幼少から英語をせっかくやってきて、すぐそこまで「英語がわかる」「英語が得意」という道、すなわち英語読書に入る道が見えているのに、今、投げ出したら、もったいなすぎる…。
「ああ、もうわからん!」という気持ちになっている生徒なら、「PCゲームだから」と乗せて、最初は当てずっぽうでもやらせる。
オススメは、Fast Phrases でも「can/can’t」のセットを選ぼう。
しばらく勝手に操作していると、それまで絵本を読んできたおかげか、自分から文作りの構造がぼんやり浮かんでくるようだ。

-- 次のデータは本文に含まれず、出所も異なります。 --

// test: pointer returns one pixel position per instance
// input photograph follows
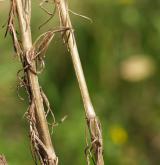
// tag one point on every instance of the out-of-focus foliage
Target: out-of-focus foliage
(120, 53)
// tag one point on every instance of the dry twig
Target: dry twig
(39, 132)
(92, 120)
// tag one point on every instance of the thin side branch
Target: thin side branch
(92, 120)
(39, 132)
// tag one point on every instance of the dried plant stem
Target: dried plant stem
(48, 157)
(92, 120)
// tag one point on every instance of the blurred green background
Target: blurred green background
(120, 54)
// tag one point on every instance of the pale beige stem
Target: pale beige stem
(24, 12)
(92, 121)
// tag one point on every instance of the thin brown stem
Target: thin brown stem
(92, 120)
(48, 155)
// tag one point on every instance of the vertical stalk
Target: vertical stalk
(48, 155)
(92, 120)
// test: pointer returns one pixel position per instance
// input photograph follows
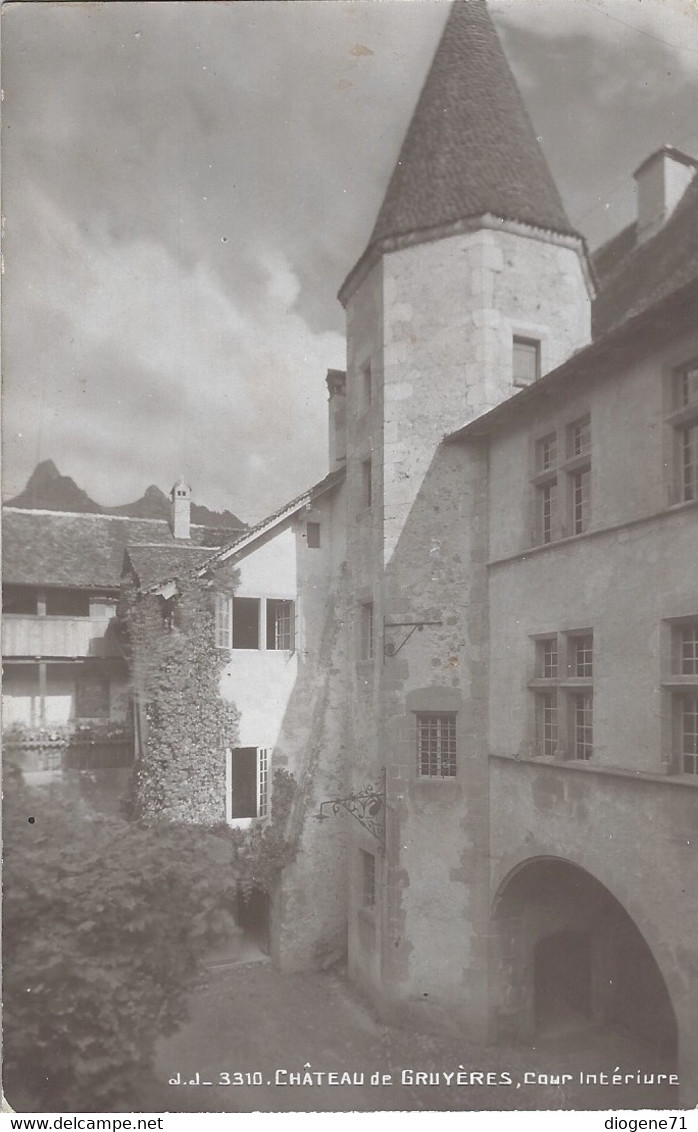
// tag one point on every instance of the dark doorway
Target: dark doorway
(252, 915)
(568, 958)
(562, 979)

最初手応えは、使われている3種の主語、SheかHeかTheyが、女性、男性、複数人で区別されることの気づき。先生の説明は、そのわかり始めた現場で口添えすると効果的。
次に、can とcan’t の違いは画面の絵ですぐに理解する。「できる」のか「できないのか」、canなのかcan’t なのか。間違えば、「ブブッー」とブザーがなるし、同時に誤答が赤字で表示される。
「ああ、そうか」など独り言も漏れ聞こえてくる。動物実験のようだが、わたしたち人間も、ブザーの音は不快で避けたくなる。すると正解率が高くなっていく。
次に動詞を選ぶのだが、あてずっぽうから、音声を聞いての判断や、消去法も駆使して、「あたり」が増えていく。動詞の語彙が、おかげで少しずつここで増える。
知らない単語も、何か印象的な「ひもづけ」、このゲームだとイラストがあるので、記憶に残りやすい。
また、よく考えられているのは、間違った問題は、何度か手を変え品を変え再度問うてくること。ちょっと執拗なそれをクリアして、初めて完了。
おまけとして、自分の名前をスコアランキングに登録ができて、「世界順位」(24時間ごと)が残る。これも、ささやかな動機付けになる。
ちょっと授業中の表情が暗かった生徒が、このゲームでいいスコアを出した日、なんだか晴れ晴れしていた。
「つまづき」が新鮮なうちに、こんなゲームもやるのはいいのかもしれない。